Week 1 - Doubt in Dropout Regularization lecture video

I have a doubt in the use of a scaling factor. In the attached I’ve taken a certain example and in that one can notice that values 14.1 and 13.1, which are very large compared to the rest, are getting dropped out. How does rescaling other activations, which are much smaller, compensate for dropping large activation values?
I intuitively feel that if dropout is used since the beginning of the training, then such a disparity between activation values shouldn’t be possible at any point of time. Am I right or if not what’s the right explanation?

Hi, @Prasannab.

The scaling factor restores the expected values of the activations. Think about it in a probabilistic context. A contrived example with a small sample size probably won’t give you a good intuition.

Let me know if this explanation helps :slight_smile:

1 Like

@nramon
Kindly apologize for such a long question, I am not able to succinctly articulate my doubt.

I saw that previous explanation before I posted my question because my doubt still persists. My doubt is that asymmetry in the weights is what helps a neural network predict correctly by giving importance to certain features more than others in every layer. I don’t understand how uniformly scaling all activations by keep_prob takes care of this asymmetry because some activations which randomly got chosen may be very large.
For example, if keep_prob = 0.5, and number of units in layer l is 100, and the 50 values which are dropped happen (by chance) to be 50 very large values in a[l] (in one of the iterations) and the other 50 activations are very small, how can doubling the values of the activations that are kept compensate for the dropped significant ones?
Is scaling activations by keep_prop a shallow attempt towards compensating for the dropped activations or is it a precise method which holds true for all cases?

No need to apologize!

The problem of symmetry is something different.
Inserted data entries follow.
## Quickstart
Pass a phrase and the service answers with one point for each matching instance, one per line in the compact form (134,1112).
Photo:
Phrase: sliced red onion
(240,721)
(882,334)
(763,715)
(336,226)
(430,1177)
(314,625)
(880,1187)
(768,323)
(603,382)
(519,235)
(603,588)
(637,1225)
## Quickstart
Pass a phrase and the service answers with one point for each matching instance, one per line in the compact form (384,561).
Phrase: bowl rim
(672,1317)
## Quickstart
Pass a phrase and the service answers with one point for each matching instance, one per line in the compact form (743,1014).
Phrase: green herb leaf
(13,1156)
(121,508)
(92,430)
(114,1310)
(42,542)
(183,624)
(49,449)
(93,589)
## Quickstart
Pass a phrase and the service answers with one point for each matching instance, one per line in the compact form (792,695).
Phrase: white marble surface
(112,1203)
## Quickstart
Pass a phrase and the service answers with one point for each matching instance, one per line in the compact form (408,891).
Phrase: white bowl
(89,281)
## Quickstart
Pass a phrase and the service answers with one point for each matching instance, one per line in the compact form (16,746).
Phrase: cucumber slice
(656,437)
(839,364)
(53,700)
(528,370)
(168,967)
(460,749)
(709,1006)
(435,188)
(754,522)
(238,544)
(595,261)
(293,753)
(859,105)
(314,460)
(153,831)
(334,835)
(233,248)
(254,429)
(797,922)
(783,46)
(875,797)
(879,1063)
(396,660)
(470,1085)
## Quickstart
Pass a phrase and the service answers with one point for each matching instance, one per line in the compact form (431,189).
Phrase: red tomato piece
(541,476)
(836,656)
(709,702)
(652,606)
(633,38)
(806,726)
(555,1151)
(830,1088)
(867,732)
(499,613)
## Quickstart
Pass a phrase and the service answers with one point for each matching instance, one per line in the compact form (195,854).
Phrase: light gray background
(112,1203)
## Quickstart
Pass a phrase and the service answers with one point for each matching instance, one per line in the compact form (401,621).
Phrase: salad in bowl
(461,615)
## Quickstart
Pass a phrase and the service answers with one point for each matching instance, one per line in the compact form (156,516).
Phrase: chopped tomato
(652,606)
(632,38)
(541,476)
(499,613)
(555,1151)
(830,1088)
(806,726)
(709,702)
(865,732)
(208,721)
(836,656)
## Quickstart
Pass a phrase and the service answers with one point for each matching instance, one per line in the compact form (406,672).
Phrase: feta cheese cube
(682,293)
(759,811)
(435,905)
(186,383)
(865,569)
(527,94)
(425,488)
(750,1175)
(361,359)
Dividing by keep_prob is compensating for this:
image (source)

From what I understood, this is the formal justification, but an example may be clearer:

>>> m = 1000
>>> keep_prob=0.5
>>> r = np.random.binomial(1, keep_prob, m)
>>> y = np.random.normal(1, 0.1, m)
>>> np.mean(y)
1.0004794606768865
>>> np.mean(r * y)
0.5123941559332359
>>> np.mean(r * y / keep_prob)
1.0247883118664718

Let me know if something doesn’t make sense :slight_smile:

4 Likes

The other general thing to note, which is implicit in @nramon’s excellent explanations, is that all this behavior is statistical. The whole point is that different neurons get dropped on every sample on every iteration. On any given iteration, the compensation of dividing by keep_prob may not precisely counteract the actual dropped neurons’ values, but it could just as likely be an undershoot as an overshoot on any given sampling. It all comes out in the wash, statistically speaking, since what we are after is the aggregate effect after thousands or tens of thousands of training iterations.

4 Likes

Another more subtle point that I remember someone making about this a couple of years back is that the actual number of neurons that get dropped on any given iteration is also statistical. It may not be exactly equal to keep_prob * the total number of elements in the activation output. There may be “quantization” errors if the number of neurons is relatively small, although that’s probably not a major source of inaccuracy in “real world” scale networks. Even without the quantization errors, the output of the random function what we are using to do the masking is also statistical. The interesting point to consider is that you could actually compute the exact number of neurons that are dropped in a given iteration and use that to compute a more precise compensation instead of dividing by keep_prob. But there again the behavior is all statistical, so is it worth that extra compute to calculate the more precise divisor? Maybe an interesting thing to play with and see if you can detect a difference in behavior with the more precise method.

3 Likes

This makes sense to me now, even in my example a combination of all the significant activations getting dropped is quite not probable, so even if it happens once or twice it won’t cause much change as to affect the whole trend of the weight distribution. Thank you so much!
Interesting to think about quantization errors, will try it out!

Even in your example it is not exactly compensating for the dropped values but works reasonably fine to balance it. It clears it up, thank you!